I study every Friday morning with 7 of God’s loveliest daughters. We are learning about how to be whole people in body, mind, and spirit. We study from Bible Study books from First Place 4 Health. This 12-weeks session we studied from a book called A New Beginning. This Friday we are having a celebration breakfast and will share a healthy breakfast and how we have grown over the past couple of months of the study. In preparation for sharing, we are to go through the weekly Bible studies we have completed this session and pick out the ideas that were meaningful to us. It is Easter Sunday as I type this and I am reviewing the materials I had completed from week 2 of the studies. As I read what I had written in response to the study questions, I saw “good” unfold for me in a new way. My favorite verse in all the Bible is Romans 8:28
28 And we know that in all things God works for the good of those who love him, who have been called according to his purpose. (NIV)
Although something has always drawn me to this verse, I could never quite grasp its meaning. How could all things be for my good? Ann Voskamp shed a lot of light on its meaning for me as she taught me to be thankful in and for all things. An attitude of gratitude changes me and the environment about me. That has to be good for everyone. However, I still had trouble believing that there was much good in suffering. What is good about pain, emotional angst, hunger, isolation and grief? The problem was my definition of “good”. I realized that when my study book said, “…when God talks about our good, He doesn’t mean our immediate comfort or happiness. He means that He is making us more and more like Jesus,…” (p.31) I receive this revelation today as my greatest gift this Easter 2013. The Life Application Study Bible tells me that this gift is not for everyone, its commentary on Romans 8:28 says, “The promise can only be claimed by those who love God and are called according to His purpose…They trust God, not in life’s treasures; they look for their security in heaven, not on earth; they learn to accept, not resent, pain and persecution because God is with them. (p.1895).

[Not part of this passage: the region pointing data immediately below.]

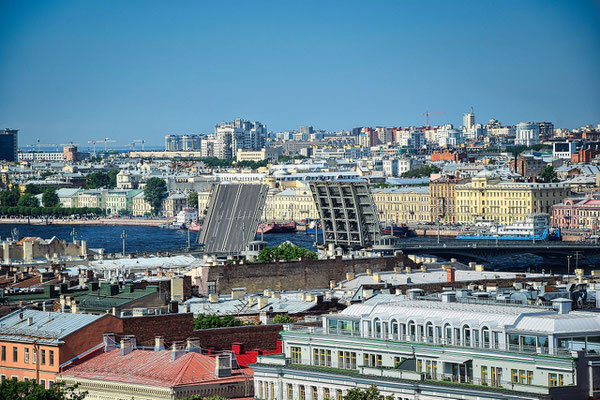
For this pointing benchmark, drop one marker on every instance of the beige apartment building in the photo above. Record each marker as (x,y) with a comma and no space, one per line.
(487,197)
(408,205)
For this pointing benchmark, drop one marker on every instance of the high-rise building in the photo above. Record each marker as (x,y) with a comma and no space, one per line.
(8,144)
(238,134)
(469,120)
(528,133)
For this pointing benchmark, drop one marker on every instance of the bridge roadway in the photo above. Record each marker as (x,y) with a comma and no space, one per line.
(484,249)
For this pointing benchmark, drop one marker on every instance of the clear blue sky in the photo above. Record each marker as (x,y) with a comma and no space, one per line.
(79,70)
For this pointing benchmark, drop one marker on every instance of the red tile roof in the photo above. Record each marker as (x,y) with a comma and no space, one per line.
(146,367)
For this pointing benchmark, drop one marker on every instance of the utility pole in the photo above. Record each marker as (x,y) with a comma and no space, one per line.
(124,236)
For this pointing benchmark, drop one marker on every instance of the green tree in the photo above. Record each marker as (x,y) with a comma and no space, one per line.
(50,198)
(282,319)
(193,200)
(97,180)
(10,198)
(28,200)
(548,174)
(154,193)
(207,321)
(372,393)
(12,389)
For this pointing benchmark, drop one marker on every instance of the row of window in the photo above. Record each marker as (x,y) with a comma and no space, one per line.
(27,379)
(26,355)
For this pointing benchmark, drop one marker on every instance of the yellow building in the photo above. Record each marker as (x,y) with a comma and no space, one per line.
(289,204)
(410,205)
(487,197)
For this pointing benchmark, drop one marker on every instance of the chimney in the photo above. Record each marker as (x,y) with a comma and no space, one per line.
(262,302)
(127,344)
(223,365)
(177,350)
(109,342)
(562,305)
(159,343)
(192,345)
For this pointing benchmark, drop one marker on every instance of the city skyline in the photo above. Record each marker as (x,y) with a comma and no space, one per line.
(77,72)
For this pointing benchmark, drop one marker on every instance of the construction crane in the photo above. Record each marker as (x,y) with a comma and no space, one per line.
(105,141)
(428,113)
(142,141)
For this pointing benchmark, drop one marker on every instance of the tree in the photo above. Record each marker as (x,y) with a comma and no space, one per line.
(372,393)
(282,319)
(9,198)
(28,200)
(193,200)
(207,321)
(97,180)
(154,193)
(548,174)
(50,198)
(12,389)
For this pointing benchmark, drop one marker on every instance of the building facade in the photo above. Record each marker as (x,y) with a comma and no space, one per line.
(487,197)
(432,349)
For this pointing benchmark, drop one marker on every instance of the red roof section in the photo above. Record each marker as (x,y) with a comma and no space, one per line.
(146,367)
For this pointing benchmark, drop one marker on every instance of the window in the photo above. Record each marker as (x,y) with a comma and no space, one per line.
(555,380)
(514,377)
(296,355)
(347,359)
(322,357)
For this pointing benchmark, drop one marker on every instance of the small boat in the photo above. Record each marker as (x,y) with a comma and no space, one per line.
(288,227)
(194,227)
(172,226)
(394,230)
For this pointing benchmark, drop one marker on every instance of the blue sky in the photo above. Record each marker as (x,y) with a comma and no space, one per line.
(79,70)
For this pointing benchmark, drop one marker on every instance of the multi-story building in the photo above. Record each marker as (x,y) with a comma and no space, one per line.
(36,345)
(289,204)
(408,205)
(438,348)
(487,197)
(577,213)
(442,192)
(9,144)
(238,134)
(528,133)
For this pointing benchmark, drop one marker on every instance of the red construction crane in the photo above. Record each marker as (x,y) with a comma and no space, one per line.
(427,114)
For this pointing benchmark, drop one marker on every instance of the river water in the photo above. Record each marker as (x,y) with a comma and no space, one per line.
(151,239)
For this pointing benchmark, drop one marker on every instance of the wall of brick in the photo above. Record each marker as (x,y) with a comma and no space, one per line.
(172,327)
(297,275)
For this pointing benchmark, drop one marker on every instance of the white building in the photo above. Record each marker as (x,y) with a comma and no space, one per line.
(439,348)
(528,134)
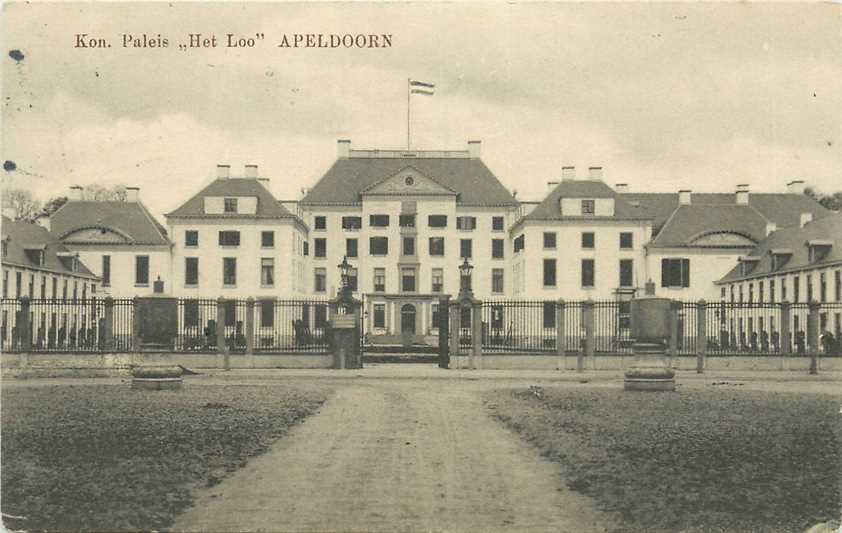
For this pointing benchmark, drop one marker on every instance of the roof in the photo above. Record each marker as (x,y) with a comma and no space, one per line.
(130,219)
(550,209)
(795,240)
(21,236)
(473,182)
(267,205)
(784,209)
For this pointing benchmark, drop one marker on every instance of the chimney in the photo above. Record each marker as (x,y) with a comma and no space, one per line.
(75,193)
(132,194)
(343,148)
(568,173)
(806,218)
(742,194)
(795,187)
(474,149)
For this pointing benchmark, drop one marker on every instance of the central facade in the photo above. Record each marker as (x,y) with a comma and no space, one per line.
(405,220)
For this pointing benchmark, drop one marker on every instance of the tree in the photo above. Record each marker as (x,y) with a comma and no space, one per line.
(26,208)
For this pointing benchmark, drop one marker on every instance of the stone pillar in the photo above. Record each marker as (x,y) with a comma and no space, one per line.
(560,336)
(813,336)
(701,335)
(476,333)
(650,329)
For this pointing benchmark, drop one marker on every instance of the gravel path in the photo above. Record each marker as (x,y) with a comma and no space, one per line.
(386,456)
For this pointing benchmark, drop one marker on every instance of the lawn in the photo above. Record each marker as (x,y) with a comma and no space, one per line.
(696,460)
(108,458)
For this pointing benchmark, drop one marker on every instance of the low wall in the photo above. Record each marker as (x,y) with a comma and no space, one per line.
(117,364)
(619,362)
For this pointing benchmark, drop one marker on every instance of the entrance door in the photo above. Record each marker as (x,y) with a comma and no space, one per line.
(408,319)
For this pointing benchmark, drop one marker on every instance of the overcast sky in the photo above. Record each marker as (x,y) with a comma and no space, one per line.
(662,96)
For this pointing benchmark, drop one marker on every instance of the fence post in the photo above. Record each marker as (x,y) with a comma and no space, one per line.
(250,326)
(560,345)
(813,335)
(108,324)
(701,335)
(455,323)
(476,333)
(24,325)
(221,347)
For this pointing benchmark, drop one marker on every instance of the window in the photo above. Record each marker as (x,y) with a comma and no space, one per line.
(436,245)
(437,221)
(466,223)
(626,240)
(141,270)
(379,280)
(588,272)
(229,271)
(407,221)
(351,247)
(549,240)
(549,272)
(497,248)
(409,246)
(438,280)
(267,313)
(191,270)
(321,247)
(378,245)
(380,316)
(267,272)
(549,314)
(626,272)
(378,221)
(229,238)
(106,271)
(352,223)
(320,280)
(497,280)
(675,273)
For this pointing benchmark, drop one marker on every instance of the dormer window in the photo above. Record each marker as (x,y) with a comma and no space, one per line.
(818,250)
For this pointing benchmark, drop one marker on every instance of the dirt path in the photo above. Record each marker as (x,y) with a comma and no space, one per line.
(396,457)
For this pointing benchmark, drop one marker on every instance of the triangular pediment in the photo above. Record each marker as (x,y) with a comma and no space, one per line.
(408,181)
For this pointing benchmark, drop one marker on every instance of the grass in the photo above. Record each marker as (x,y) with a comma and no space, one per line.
(695,460)
(107,458)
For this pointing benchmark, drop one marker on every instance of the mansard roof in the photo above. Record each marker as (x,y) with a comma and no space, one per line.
(469,178)
(794,240)
(22,236)
(131,220)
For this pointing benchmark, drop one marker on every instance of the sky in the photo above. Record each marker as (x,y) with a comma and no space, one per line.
(662,96)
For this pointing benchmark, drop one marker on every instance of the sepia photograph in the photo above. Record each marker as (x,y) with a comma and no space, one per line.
(421,266)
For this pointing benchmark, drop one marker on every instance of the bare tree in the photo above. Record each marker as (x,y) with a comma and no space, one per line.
(25,207)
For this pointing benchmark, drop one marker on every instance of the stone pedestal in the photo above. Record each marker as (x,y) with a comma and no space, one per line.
(650,328)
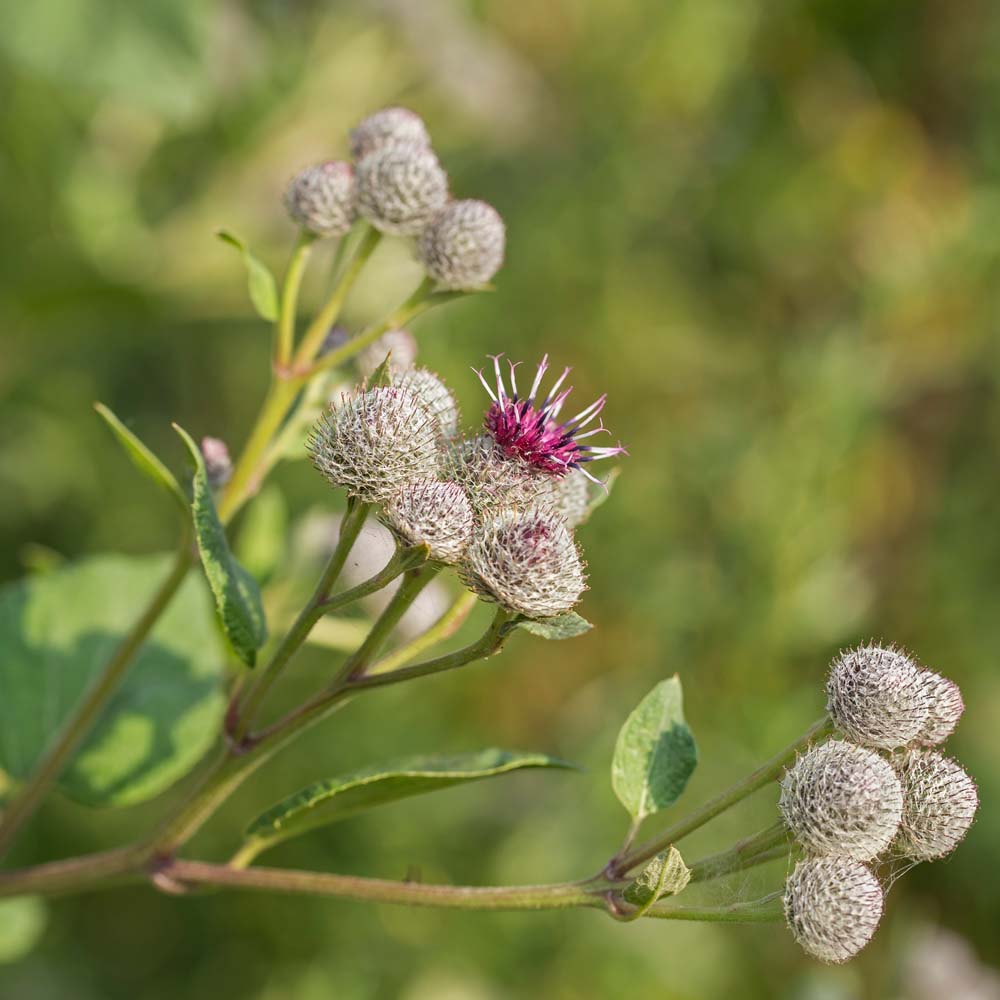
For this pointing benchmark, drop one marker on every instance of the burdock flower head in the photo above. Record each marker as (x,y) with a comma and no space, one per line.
(529,429)
(401,187)
(373,442)
(832,906)
(386,128)
(432,513)
(463,246)
(525,561)
(322,198)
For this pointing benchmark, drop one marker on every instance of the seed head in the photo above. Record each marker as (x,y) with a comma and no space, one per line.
(841,799)
(434,394)
(876,696)
(832,906)
(432,513)
(400,345)
(525,561)
(323,198)
(373,442)
(529,428)
(218,464)
(494,482)
(401,187)
(388,127)
(944,708)
(464,244)
(939,804)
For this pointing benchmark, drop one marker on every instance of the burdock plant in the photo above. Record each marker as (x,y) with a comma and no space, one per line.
(496,508)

I was with my first son yesterday and watched him struggle getting used to new medication for his panic attacks. He is really suffering. He has been suffering for over a year, but he is also clinging to Jesus and serving others who are suffering in the same way. He says he would never even have seen those people had he not suffered himself. His new “eyes” were established in suffering. Oh, how difficult for a mother to watch, but such a comfort to know that the suffering is not in vain. My son is so brave. I pray this cup passes from him soon. He is looking to Jesus.